La Valse est d’abord prévue comme un poème symphonique en hommage aux valses viennoises, avant d’être interrompue par le compositeur en 1906 pour être reprise et terminée en 1919-1920. Sur la partition définitive est écrit « des nuées tourbillonnantes laissent entrevoir par éclaircies des couples de valseurs. Elles se dissipent peu à peu : on distingue une immense salle peuplée d’une foule tournoyante » qui laisse l’auditeur inexpérimenté à un sujet futile. Mais l’époque ne trompe pas : 1906 et 1919 sont séparées par lune des plus grandes horreurs que connut le monde et cette valse, qui tourbillonne à s’en désincarner, n’a rien de joyeux.

Pourtant Nézet-Séguin reste au premier degré et cette Valse qui n’est pas triste sonne avec panache et très autrichienne dans sa première partie, avant qu’arrive le vertige où se mêlent Gershwin et Poulenc. C’est finalement une lecture assez convaincante, mais à l’opposé des visions plus noires et plus introspectives de l’œuvre.

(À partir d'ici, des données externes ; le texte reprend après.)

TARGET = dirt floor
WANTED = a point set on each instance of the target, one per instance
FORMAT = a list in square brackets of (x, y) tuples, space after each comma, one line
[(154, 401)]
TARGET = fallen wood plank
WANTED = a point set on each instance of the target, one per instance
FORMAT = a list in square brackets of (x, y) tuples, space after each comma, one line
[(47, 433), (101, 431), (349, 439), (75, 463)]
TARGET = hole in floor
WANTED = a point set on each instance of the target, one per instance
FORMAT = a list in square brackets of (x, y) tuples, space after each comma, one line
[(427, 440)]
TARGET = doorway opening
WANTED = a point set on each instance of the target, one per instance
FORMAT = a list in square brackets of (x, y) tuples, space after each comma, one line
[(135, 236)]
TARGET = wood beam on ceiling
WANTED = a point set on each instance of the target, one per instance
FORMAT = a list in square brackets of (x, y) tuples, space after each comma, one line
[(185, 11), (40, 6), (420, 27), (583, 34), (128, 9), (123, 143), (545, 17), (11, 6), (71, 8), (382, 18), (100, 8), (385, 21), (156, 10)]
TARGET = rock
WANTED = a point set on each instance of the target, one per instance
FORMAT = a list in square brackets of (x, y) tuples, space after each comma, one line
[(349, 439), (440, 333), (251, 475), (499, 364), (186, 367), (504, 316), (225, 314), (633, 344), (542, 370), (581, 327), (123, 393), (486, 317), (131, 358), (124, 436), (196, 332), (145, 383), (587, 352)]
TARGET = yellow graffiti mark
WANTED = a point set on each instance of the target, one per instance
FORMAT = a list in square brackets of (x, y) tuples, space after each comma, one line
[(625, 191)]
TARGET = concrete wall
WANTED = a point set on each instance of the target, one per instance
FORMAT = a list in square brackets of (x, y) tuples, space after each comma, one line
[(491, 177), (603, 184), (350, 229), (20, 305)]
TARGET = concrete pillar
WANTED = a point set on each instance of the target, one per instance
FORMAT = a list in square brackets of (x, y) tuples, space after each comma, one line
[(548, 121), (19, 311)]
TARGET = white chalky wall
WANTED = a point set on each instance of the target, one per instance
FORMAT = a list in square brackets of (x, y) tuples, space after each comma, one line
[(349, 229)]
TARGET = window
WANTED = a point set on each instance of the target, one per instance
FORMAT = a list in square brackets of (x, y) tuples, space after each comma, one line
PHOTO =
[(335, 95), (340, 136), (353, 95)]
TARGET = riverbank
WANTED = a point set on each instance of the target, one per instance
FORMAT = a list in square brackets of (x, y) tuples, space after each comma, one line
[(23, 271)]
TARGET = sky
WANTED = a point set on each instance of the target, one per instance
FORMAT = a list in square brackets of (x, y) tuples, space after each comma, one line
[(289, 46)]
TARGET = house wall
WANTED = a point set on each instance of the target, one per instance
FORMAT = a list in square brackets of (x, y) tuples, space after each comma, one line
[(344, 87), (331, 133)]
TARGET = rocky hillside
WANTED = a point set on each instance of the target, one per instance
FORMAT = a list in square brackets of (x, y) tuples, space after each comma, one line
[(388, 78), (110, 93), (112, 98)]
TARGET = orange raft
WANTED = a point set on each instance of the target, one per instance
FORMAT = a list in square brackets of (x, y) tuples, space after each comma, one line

La mer (1903-1905) est également joué au premier degré, sans recherche symbolique. Le traitement orchestral somptueux et la dynamique hollywoodienne font ressortir de belles couleurs, mais ce qui pouvait convaincre dans l’œuvre précédente n’y suffit pas. Souvent considérée par les compositeurs actuels comme l’une des pièces maîtresse de la transition musicale du début du XXe siècle, à l’égal d’Erwartung de Schönberg, La mer a gagné avec des chefs tel que Boulez une force qu’on n’entend pas ce soir. Les nappes de violons du Jeux de vagues (deuxième mouvement), devant faire ressortir la clarté et l’affrontement de motifs opposés, et le Dialogue du vent et de la mer (III) un effet de rupture permanent, en sont grevés ; l’on ne perçoit ici que souplesse et force symphonique.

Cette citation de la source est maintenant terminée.